Nantucket Blue

Twenty-three





“AW, BLESS, someone’s been snogging,” Liz said the next morning when I walked into the kitchen, which was warm and fragrant from the baking muffins. Gingerbread, I guessed. Liz leaned against the counter, one blue-nail-polished hand on her mama-sized hip, and the other wrapped around her coffee cup. Her curls looked wild, backlit by the rising sun that shone through the sliding glass door.

“What are you talking about?” I asked innocently, and tied one of the new Cranberry Inn aprons that Gavin’s chiropractor girlfriend had stenciled for us and were now part of our breakfast uniform. It was no use. There was a permanent blush on my face.
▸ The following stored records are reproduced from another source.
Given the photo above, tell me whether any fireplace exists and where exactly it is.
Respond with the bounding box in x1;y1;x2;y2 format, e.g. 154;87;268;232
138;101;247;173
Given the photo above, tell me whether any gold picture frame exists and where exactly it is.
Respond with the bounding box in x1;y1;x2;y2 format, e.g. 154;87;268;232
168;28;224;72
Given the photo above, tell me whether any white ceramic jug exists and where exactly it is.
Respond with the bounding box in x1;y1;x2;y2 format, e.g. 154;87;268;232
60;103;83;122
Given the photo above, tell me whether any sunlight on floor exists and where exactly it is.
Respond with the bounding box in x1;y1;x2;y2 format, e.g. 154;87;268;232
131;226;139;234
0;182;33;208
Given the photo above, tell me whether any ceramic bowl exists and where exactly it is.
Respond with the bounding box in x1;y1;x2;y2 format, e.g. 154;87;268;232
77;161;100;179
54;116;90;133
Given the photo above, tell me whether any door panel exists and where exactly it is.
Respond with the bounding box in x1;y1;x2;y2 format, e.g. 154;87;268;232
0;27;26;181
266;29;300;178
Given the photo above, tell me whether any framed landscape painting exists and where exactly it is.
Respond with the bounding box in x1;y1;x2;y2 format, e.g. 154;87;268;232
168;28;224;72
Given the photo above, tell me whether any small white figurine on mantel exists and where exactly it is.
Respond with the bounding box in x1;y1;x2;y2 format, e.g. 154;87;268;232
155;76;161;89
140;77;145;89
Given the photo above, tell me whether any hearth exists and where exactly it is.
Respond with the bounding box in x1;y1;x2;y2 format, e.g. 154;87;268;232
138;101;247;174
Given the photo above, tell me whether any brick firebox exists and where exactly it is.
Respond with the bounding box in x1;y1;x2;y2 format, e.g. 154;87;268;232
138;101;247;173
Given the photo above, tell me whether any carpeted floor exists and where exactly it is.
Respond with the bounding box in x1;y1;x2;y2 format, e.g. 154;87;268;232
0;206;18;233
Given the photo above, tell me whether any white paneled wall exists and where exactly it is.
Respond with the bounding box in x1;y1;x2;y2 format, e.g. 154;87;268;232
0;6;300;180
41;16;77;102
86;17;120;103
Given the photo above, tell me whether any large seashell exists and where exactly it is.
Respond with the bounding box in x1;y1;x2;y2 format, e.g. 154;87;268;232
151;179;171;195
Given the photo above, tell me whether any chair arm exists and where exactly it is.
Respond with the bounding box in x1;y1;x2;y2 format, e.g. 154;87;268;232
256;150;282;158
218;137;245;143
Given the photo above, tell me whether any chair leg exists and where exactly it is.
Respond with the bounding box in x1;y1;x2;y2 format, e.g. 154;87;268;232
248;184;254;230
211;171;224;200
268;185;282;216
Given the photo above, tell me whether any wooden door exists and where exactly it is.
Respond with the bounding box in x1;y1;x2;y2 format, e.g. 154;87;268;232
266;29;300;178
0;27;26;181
I could feel it.

“Oh, it doesn’t exactly take a detective, now, does it? Your lips are practically bruised—” I put a hand to my mouth. “Fess up, Goldilocks!” She pointed a croissant at me like a pistol.

“No,” I said, pouring myself coffee. I tried to stop smiling, but the corners of my mouth would not be deterred, even with only four hours of sleep. I was a smiling fool. “I’ve got nothing to say.” I added cream and sugar, and stirred.

“There’s no use denying it. You look like you’ve just lifted the crown jewels. Besides, I saw you on the porch last night.” My eyes popped wide. She smiled at me defiantly, rubbing her hands together. “But I could only make out that it was you. I couldn’t see the guy. So, was it the writer? Did he lure you to the annex with sweets?”

“No!”

“Well, don’t be so coy. Who is he? And more importantly, is he a contender for the big bang?”

“No,” I said. “Definitely not.” Zack and I had sworn that these kissing attacks wouldn’t happen again, that it was probably best if we didn’t see each other for at least a week in hopes that our newfound, red-hot attraction would fade. Also, making out with Zack was one thing, but sleeping with him? Forget it. Jules wouldn’t ever speak to me again. Not to mention that it was understood that she would lose her virginity first, since she’d come so close last year. It was an unspoken pact.

“Why? What’s the secret?” Liz’s voice dropped low, her eyebrows arching. “Was it…Gavin?”

“Oh my god, Liz. Don’t be disgusting!”

“Well, you’re acting like it’s so scandalous. What am I to think?”

“Okay,” I said, folding under the charm of her accent. “It’s this guy I know from home. But it’s kind of…bad.”

“All the better, my dear,” Liz said, taking the industrial block of butter from the fridge and pulling the special butter knife from the drawer—the one that sliced the butter into pats with a wavy design.

“He’s my friend’s younger brother.” I couldn’t believe I was telling her this after the way she’d reacted when I’d confessed my virginity. But I wanted to tell someone so badly, and Liz was pretty much my only option.

“How young?”

“Sixteen.”

“Oh, well, what’s wrong with that?”

I looked at the timer on the microwave. Gavin would be here in three minutes to take the muffins out of the oven. He was kind of a control freak about his muffins.

“Are you kidding? A younger brother? It’s like the worst thing a friend can do.”

“Don’t be ridiculous. People get together with friends’ brothers all the time. It’s totally natural. Unless your friend has some kind of sick fascination with him. In which case, I suggest you stay far away, lest they try to pull you into their web of perversion.”

“It’s nothing like that,” I said. “I just know she’s going to hate me for it. We had this fight.” I took the chilled ramekins from the fridge, and Liz placed a fat, wavy pat of butter in each one.

“There’s nothing worse than fighting with a friend,” she said, her voice soft. “You can be awful to your mum or sister, but they’re stuck with you, aren’t they? But a friend…a friend can disappear. Have you talked since your fight?”

“She won’t talk to me,” I said. “And I came to Nantucket to spend the summer with her. She told me I was bothering her.”

“Well, she doesn’t sound like a very good friend,” Liz said, putting down the knife and facing me. “That’s a terrible thing to say.” The protective tone of her voice and the sympathetic tilt of her head felt like a cool balm on the place inside where Jules’s words had landed and burned.

“Well, the thing is that her mom—”

“I won’t hear it.” Liz cut me off. “I don’t like the sounds of her, and I say what she doesn’t know can’t hurt her. I like seeing you all aglow. Suits you, actually.”

The oven timer went off, Gavin breezed into the kitchen in his 2004 IYENGAR YOGA RETREAT T-shirt, lifted the muffins from the oven, switched on the singer-songwriter breakfast playlist, and put on the kettle for his second cup of green tea. And despite the tectonic plates that had shifted last night, my morning began just like any other.